7.22.2008

Straws, Camels & All That...

Okay, so I think I've officially reached my breaking point. I'll start with the really good news, so as not to appear ungrateful. I am really, truly, so very thankful for the blessings we have recieved in recent weeks- first and foremost the fact that my parents got us a new car! It's a PT Cruiser and is big enough to handle all four of us *and* Little Pom's dialysis equipment and supplies. My father in law is picking it up in Milwaukee for us tomorrow. I can't even begin to say how grateful I am for everything our family has done for us these past few weeks. So, please don't take the rest of this post as ingratitude...it's just venting.

Today, we started our training for the PD dialysis. It's fairly simple, but it's still sooooo overwhelming. We had to sign a form saying that we understood that failure to do it, and do it right, might result in Little Pom's death. O.M.G. There is no bigger feeling than the understanding that your childs life is-quite literally- in your hands. One mistake, and he's exposed to potentially life-threatening infections or other conditions.
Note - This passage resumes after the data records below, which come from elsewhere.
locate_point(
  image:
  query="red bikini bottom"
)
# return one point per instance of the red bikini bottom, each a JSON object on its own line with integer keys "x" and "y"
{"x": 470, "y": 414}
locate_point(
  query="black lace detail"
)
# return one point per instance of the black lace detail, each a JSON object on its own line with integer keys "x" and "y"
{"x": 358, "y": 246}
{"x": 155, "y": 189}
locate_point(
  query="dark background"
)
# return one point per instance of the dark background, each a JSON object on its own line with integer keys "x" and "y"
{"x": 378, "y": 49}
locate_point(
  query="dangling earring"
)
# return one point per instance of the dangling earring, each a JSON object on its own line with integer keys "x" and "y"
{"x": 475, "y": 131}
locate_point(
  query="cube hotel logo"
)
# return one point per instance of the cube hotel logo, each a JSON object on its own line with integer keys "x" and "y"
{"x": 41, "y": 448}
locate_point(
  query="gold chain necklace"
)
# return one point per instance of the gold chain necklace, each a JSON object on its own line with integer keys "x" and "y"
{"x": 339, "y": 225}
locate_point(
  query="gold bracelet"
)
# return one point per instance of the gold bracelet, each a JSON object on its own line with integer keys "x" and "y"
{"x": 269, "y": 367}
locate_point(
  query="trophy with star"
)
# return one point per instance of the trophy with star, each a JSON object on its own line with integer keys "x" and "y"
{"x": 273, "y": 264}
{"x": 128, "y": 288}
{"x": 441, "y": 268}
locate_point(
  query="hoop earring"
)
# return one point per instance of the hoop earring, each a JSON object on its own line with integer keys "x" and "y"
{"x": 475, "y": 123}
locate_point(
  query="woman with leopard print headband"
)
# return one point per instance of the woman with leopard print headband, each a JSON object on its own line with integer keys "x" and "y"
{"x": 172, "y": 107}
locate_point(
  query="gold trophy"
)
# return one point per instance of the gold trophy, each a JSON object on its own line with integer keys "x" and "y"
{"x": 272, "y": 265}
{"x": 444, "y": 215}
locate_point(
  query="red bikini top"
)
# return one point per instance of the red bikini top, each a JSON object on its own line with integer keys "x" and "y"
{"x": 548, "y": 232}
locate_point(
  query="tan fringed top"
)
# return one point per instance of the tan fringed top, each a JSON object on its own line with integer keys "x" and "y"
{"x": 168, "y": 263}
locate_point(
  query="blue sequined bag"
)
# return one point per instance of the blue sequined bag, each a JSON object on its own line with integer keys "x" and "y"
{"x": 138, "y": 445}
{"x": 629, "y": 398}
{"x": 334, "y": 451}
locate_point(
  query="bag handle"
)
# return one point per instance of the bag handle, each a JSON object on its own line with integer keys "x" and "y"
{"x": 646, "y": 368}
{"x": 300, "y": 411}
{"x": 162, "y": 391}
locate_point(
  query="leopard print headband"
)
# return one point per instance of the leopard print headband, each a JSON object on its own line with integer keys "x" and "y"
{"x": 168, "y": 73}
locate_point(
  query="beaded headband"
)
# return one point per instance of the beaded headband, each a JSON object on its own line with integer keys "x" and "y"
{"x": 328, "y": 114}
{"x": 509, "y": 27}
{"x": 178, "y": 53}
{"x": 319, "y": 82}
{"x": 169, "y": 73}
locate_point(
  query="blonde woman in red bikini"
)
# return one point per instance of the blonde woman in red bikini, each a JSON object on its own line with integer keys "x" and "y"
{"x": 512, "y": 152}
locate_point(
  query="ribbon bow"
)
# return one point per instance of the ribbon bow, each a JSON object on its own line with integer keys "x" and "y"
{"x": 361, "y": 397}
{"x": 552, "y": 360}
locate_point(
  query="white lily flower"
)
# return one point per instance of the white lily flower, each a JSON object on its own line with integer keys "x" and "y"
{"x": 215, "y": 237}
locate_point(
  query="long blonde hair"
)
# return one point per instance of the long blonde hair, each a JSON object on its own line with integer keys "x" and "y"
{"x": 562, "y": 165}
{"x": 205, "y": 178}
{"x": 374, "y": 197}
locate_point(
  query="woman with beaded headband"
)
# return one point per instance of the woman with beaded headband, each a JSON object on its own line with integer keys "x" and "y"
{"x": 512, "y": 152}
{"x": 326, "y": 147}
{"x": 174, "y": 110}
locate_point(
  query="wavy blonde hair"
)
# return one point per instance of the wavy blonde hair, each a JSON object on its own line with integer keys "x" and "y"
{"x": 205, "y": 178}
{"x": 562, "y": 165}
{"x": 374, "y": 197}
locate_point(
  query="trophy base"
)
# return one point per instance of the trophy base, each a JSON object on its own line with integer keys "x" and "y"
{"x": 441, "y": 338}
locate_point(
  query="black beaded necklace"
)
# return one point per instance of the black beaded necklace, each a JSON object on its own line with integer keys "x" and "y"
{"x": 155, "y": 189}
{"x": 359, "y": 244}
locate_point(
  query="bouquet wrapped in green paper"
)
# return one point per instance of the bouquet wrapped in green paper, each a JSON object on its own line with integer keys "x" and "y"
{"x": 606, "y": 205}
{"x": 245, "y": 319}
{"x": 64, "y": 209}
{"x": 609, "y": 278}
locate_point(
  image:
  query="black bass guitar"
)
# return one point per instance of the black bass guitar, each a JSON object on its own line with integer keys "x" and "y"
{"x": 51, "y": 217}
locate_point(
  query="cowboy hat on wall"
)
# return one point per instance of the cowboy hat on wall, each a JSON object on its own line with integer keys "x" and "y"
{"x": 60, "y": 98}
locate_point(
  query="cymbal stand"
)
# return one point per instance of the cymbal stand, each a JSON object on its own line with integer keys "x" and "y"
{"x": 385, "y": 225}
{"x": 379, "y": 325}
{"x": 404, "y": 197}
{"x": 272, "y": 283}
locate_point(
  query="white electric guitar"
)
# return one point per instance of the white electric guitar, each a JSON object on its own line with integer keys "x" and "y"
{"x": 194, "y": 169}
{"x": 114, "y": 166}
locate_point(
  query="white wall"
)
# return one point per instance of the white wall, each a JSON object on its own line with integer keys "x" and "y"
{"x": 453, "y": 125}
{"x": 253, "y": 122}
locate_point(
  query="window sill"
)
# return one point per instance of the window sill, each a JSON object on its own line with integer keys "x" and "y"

I have to say, I was kinda in a daze throughout the training after that. I paid attention. I learned the steps involved in setting him up....but it's all soooooo scary.

After that , the instructor and I were talking briefly about the Mitrofanoff Catheter that LP will have put in in a few weeks. This is the permanant, internal catheter that takes him off of the Foley Cath. It's necessary, I know, because his bladder is still retaining fluid and that interfere's with the dialysis process. But 1) it's different than I was picturing it in terms of appearance & process and 2) it's something he'll very likely have for the rest of his life. My heart is breaking. I GET that things could be worse. I GET that his condition is "curable" with a transplant and that someday, hopefully soon, he'll be able to lead a mostly-normal, healthy life. Which I think is why the idea of the catheter forever gets to me. Here's a picture of the Mitrofanoff Catheter...keep in mind, it's so very different than I had expected and sooooo (again) overwhelming & (I'll admit it) slightly horrifying to me:

Photobucket

When they had explained it to me, they said that the incision would be in LP's belly button, so hopefully, it won't even show. His little belly button is already kinda deformed from the PD catheter- it looks "closed"...like a horizontal slit or fold, not a round bump or divot now. I had been picturing a port or valve that he connected the cath tubing to and drained from. Instead, he has to literally feed the catheter tubing down into his abdomen several times a day to drain his bladder, so that his dialysis will be successful. For some reason, this really, really gets to me.

So....we have

1) Overwhelming generosity
2) Overwhelming responsibility
3) Overwhelming treatment methods

I've been barely holding it together today. Daddy & I were at each others throats last night (to be fair...I was RIGHT and he was wrong) and barely spoke to each other today. Then, I left to go to the bank & get dinner. Coming back to the hospital, I was stuck in a HUGE traffic jam, because of a fatal car accident a few miles up the road. I looked in my rear view mirror just in time to see a Semi Truck slowing rolling towards me and not stopping. I took my foot off the brake & moved my car up as far as I could, but the vehicle ahead of me was at a stand-still and I didn't have much room. Long story short: I WAS REAR-ENDED BY A SEMI TONIGHT!
The driver admitted that it was his fault. In fact, he told me flat-out that he had forgotten to set his brakes while he went to reach for something he'd put in his microwave. He put two good-sized holes in my bumper...but thank goodness he wasn't going faster or I'd be dead right now.

I don't care about the damage to my car. I just really don't need one more thing to deal with right now. We have 48 hours to switch LP's bedroom with the Dancing Queens, come up with the money to purchase his new bed and mattress, learn how to do dialysis without killing my kidlet and now....we get to add dealing with insurance companies to the list. I am officially DONE. Update on the furniture front: we've contacted every nonprofit and advocacy group we can think of, including our own military Family Support unit. No one can help us come up with the furniture funds in time, and our families have already been so generous that I wouldn't in a million YEARS dream of (or really be able to) ask them. So, that's more stress. The "where will we put all of LP's medical supplies and equipment when we get home" stress. There's a LOT of stuff- big, bulky stuff that they give us in month-at-a-time kits. So that's 30 ten-pound bags of dialysis fluid, 30 tubing kits, tons of betadine locks, sterile caps, surgical masks, etc. Not to mention the machine itself. I figure that conservatively, I need to come up with $600-750 in the next 2 days, in order to equip ourselves properly to do this. But now that I need a new bumper for my car, I'm thinking that won't be happening. I'm exhausted. I'm overwhelmed. I'm scared. I'm stinky. I'm going to bed.

Sob.

2 comments:

Ketzirah (Carly) said...

*hugs* that's just first. Keep breathing -- that's second.

Just want you to know remember that there are people reading this and praying for you and your family.

Kristin said...

Oh my goodness! Are you alright? We can put our heads together around here for some options. What kind of furniture is needed, exactly? Take care and Many Hugs!